The Baldwin County school board ultimately awarded nearly $400,000 to each of the five public schools in Fairhope for the 2020-21 year and a combined $560,000 to schools in Spanish Fort. Requests by each school is as follows:
• J. Larry Newton School was awarded $79,000 for a STEM/math specialist for K-6; $71,000 for a literacy and technology coach for the upper grades; $71,000 for an intervention teacher; $30,000 for a part-time or contract social worker; $128,000 for four temporary paraprofessional educators; and $21,000 for instructional resources and materials.
• Fairhope West Elementary was awarded $85,000 for a STEAM coach; $70,000 for a STEAM/math coach; $28,160 for two part-time instructors; $69,000 for literacy instructional materials; $19,500 for the “Leader in Me” program; $50,000 for professional development; $6,100 for counseling; $25,000 for miscellaneous instructional supplies; $6,362 for technology supports; $10,000 for the library; $5,000 for physical education; $10,000 for the music and art programs; and $60,000 for four part-time instructors.
• Fairhope Intermediate School was awarded $87,000 for a STEAM/technology coach; $76,596.33 for an instructional/eMINTS coach; $29,000 for STEAM resources and materials; $5,000 for technology; $50,000 for professional development; $105,000 reading resources; $5,000 each for counselors, the library and physical education; $2,500 each for the music and art programs; $2,403.67 for the “Liberty Learning Legacy” program; $10,000 for miscellaneous instructional support; and $15,000 for the “Leader in Me” program.
• Fairhope Middle School was awarded $144,000 for two math intervention teachers; $144,000 for two language arts intervention teachers; $30,00 for a part-time social worker; $64,000 for two fill-time instructional paraprofessionals; and $18,000 for professional development.
• Fairhope High School was awarded $70,000 for a social studies intervention teacher; $70,000 for a science/coordinator position; $70,000 for a science/ACT prep position; $70,000 for a math/ACT prep position; and $55,000 for the “Crisis-Alert Safety Program.”
• Rockwell Elementary School was awarded $90,000 for three contract intervention teachers; $20,000 for instructional support materials; $30,000 for a technology/robotics contract instructor; $10,000 for technology and robotics instructional materials and supplies; $5,000 for contracted artists; $5,000 for enrichment classes; and $10,000 for professional development.
• Spanish Fort Elementary was awarded $120,000 for six contracted tutors; $5,000 for instructional support materials; $30,000 for a technology/robotic contracted instructor; and $10,000 for related materials.
• Spanish Fort Middle School was awarded $60,000 for two part-time social workers; $20,000 for a part-time math intervention position; and $20,000 for a part-time 504 position.
• Spanish Fort High School was awarded $20,000 for teacher training in the AP Capstone program; $30,000 for teacher compensation for AP study sessions; $15,000 for ACT bootcamp and ACT prep materials; $30,000 for a part-time math tutor; and $30,000 for a part-time English and reading tutor.

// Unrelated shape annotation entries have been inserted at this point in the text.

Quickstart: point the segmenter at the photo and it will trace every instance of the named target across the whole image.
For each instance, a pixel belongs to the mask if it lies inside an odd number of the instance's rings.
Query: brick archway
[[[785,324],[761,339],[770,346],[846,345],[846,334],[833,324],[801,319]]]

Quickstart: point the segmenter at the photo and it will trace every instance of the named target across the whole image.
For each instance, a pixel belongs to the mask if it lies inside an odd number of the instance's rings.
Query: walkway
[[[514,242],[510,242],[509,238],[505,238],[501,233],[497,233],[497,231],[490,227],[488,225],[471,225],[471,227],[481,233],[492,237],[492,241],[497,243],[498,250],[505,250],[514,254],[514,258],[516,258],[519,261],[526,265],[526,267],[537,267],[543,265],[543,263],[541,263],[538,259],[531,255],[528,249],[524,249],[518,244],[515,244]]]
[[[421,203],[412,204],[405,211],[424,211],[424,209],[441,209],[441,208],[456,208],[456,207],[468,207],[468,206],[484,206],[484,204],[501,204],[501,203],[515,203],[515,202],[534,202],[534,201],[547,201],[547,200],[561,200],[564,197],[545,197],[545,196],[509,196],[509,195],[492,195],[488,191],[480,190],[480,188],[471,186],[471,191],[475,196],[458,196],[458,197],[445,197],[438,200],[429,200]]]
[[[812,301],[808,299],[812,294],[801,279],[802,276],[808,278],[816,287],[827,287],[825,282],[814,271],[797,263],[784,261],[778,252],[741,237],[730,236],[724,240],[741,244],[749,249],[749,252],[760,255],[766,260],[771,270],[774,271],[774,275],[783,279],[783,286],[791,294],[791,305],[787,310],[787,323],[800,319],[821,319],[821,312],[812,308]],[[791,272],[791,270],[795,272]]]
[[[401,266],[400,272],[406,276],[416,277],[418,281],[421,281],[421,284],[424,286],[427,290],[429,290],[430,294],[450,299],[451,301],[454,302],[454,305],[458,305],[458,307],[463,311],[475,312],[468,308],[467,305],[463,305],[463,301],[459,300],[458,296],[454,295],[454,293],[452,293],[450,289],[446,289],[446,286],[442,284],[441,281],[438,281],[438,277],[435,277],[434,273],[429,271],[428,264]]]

Cole said the commission will also be looking at performance measures in the future to evaluate whether the funds are making a difference in test scores and aptitude.
“We have a number of standardized and specified accountability features at our disposal,” he said. “It’s a performance-based culture and we’re keenly interested in the outcome. We don’t expect to see improvements overnight but we do expect to see incremental improvements and we’ll be evaluating these expenditures each year.”